Endometrial ablation

The endometrial ablation (. Ἔνδον from Greek = endos (inside), AltGr μέτρα = metra (womb) and ablatio Latin - erosion, detachment) is a medical procedure for the removal and / or destruction of the endometrium in dysfunctional bleeding ( Menorrhagia, menorrhagia ). It helps avoid a hysterectomy when hormonal treatments are not possible or have failed. The surgery is usually performed on an outpatient basis.

Indications

An endometrial ablation is medically contribute to strong, appear to be frequent and irregular menstrual periods that are hormonally untreatable and not caused by submucosal fibroids or polyps of the endometrium. Family planning should be completed, a malignant disease of the uterine lining ( endometrial cancer) and their precursors must be excluded. This requires a histological examination of the endometrium by curettage, possibly combined with a hysteroscopy. The method is a way to avoid the removal of the uterus in patients with high surgical and anesthetic risk, or rejection of a hysterectomy.

Method

There are different methods whose basic principle, however, is the same. The lining of the uterus is obliterated or removed down to the muscles. This means that no new lining of the uterus can build up in the monthly cycle. As a result, the menstrual cycle or is reduced back to normal levels. The methods are divided into methods of 1st and 2nd generation.

The methods of the first generation differ principally in those of the second generation, that in the latter the entire mucosa is treated simultaneously and homogeneously. In addition, they are easier to learn and use less experience ahead.

1st generation methods

For the 1st generation process instruments are introduced at a hysteroscopy and endometrial away with an electrical loop, removed via laser, or obliterated by means of electric current or microwaves.

  • Endometrial ablation by ablation and sclerotherapy ( coagulation):

Electrical Koagulationswalze

Worn and desolate endometrium

In the hysteroscopic resection large mucosal areas with an electrical loop to be ablated layer by layer and it included the superficial Myometriumschicht. Means rollerball or a similar electrode is used alone or additionally thermally obliterates the endometrium. Characterized and mucosal areas in the vicinity of the entrance to the fallopian tube can be reliably achieved. Following recommendations of the Working Group Gynaecological Endoscopy of the German Society of Gynecology and Obstetrics However, hysteroscopic ablation of the mucosa with an electrical loop in combination with the obliteration by roller ball or roller is currently standard. Advantage of this method is that intrauterine septa, uterine fibroids and polyps can be removed in the same session.

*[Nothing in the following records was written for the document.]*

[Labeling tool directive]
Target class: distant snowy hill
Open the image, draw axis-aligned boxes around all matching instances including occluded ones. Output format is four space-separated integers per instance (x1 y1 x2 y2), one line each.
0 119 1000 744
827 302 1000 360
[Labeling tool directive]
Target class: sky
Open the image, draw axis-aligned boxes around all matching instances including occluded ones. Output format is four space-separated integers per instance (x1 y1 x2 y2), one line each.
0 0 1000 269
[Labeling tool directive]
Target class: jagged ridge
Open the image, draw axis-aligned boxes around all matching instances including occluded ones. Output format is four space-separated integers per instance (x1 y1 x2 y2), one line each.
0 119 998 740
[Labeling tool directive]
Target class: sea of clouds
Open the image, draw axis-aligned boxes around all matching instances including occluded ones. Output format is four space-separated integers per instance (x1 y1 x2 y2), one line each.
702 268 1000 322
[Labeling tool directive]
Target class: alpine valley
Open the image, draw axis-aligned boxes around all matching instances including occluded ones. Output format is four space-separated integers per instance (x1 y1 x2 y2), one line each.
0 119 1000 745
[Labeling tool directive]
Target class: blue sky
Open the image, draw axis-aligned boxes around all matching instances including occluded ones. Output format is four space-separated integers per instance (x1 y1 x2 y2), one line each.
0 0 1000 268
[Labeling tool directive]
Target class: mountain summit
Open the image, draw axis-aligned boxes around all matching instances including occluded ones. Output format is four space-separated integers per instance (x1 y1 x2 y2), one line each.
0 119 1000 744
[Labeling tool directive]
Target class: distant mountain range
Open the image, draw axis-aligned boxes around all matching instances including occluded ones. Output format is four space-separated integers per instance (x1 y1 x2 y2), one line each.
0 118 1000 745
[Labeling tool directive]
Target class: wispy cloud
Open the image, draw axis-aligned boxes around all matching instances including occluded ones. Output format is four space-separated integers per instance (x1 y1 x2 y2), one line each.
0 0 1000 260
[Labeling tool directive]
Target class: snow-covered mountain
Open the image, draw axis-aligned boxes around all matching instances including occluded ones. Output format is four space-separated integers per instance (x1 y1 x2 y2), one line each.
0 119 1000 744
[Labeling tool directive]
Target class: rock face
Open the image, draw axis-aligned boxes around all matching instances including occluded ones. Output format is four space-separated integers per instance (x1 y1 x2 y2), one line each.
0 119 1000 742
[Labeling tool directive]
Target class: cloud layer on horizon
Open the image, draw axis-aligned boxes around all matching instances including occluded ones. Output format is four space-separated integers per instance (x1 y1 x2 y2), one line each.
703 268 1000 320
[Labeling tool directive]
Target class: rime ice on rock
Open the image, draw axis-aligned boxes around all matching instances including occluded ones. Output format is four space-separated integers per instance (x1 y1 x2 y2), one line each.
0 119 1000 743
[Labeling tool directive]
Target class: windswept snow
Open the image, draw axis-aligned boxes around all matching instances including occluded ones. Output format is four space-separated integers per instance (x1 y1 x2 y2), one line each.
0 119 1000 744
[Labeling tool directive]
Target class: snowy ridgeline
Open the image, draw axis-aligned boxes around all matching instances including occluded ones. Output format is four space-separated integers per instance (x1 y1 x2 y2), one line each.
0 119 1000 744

  • Nd: YAG laser: A hysteroscopic ablation of the endometrium endometrium with the laser is not widespread. In this method, the mucous membrane is also thermally desolate.
  • Mikrowellenkoagulation: The thermal obliteration of the endometrium by use of microwaves is used primarily in the countries of the Commonwealth, where it has been also developed.

2nd generation methods

  • Uterine balloon method: a balloon catheter is inserted into the uterus, and the balloon filled with hot water during the procedure. Depending on the method the uterine cavity 8 is heated to 15 minutes and destroys the uterine lining so.
  • Hydrothermablation: In the hydrothermal ablation circulates 90 ° C hot saline through the uterine cavity, leading to obliteration of the mucosa.
  • Cryotherapy: The obliteration of the mucosa is achieved here by cold application via a probe.
  • Bipolar three-dimensional network: Also referred to as Gold Network Method method uses a three-dimensional network, which is expanded in the uterine cavity. The obliteration of the endometrium is happening here on electrical heat energy.

Success rate

The convalescence after endometrial ablation is between one day and two weeks. Endometrial heals with scarring, resulting in amenorrhea ( in about 40% of patients) or a reduction in the bleeding intensity. The hormonal cycle is not, menstrual pain usually influenced.

A complete failure of the method, the absence of any improvement in symptoms is rare and is reported in only 5%. However, at about 20 % of the treated women, a second engagement or hysterectomy is necessary. To improve the success rate may be useful pharmacological pre-treatment with progestins or GnRH analogues.

The endometrial ablation is not suitable as a form of contraception. Since the mucous membrane can never be completely removed or destroyed, the training of endometrial cancer is possible in rare cases.

Alternatives

As possible alternatives to endometrial ablation, various hormonal treatment measures, in particular the IUS available. Wishes the woman a 100% bleeding freedom is preferable to have a hysterectomy.

Risks

Complications are frequent in endometrial ablation rare, but can be very serious:

  • Perforation of the uterine wall
  • Pulmonary edema
  • Injury to adjacent organs
  • Post- ablation syndrome
  • Placenta accreta in cases of pregnancy
  • Pulmonary embolism

History

The endometrial ablation was developed in 1979 by the American gynecologist Milton H. Gold Rath, who first with a Nd: YAG laser performed.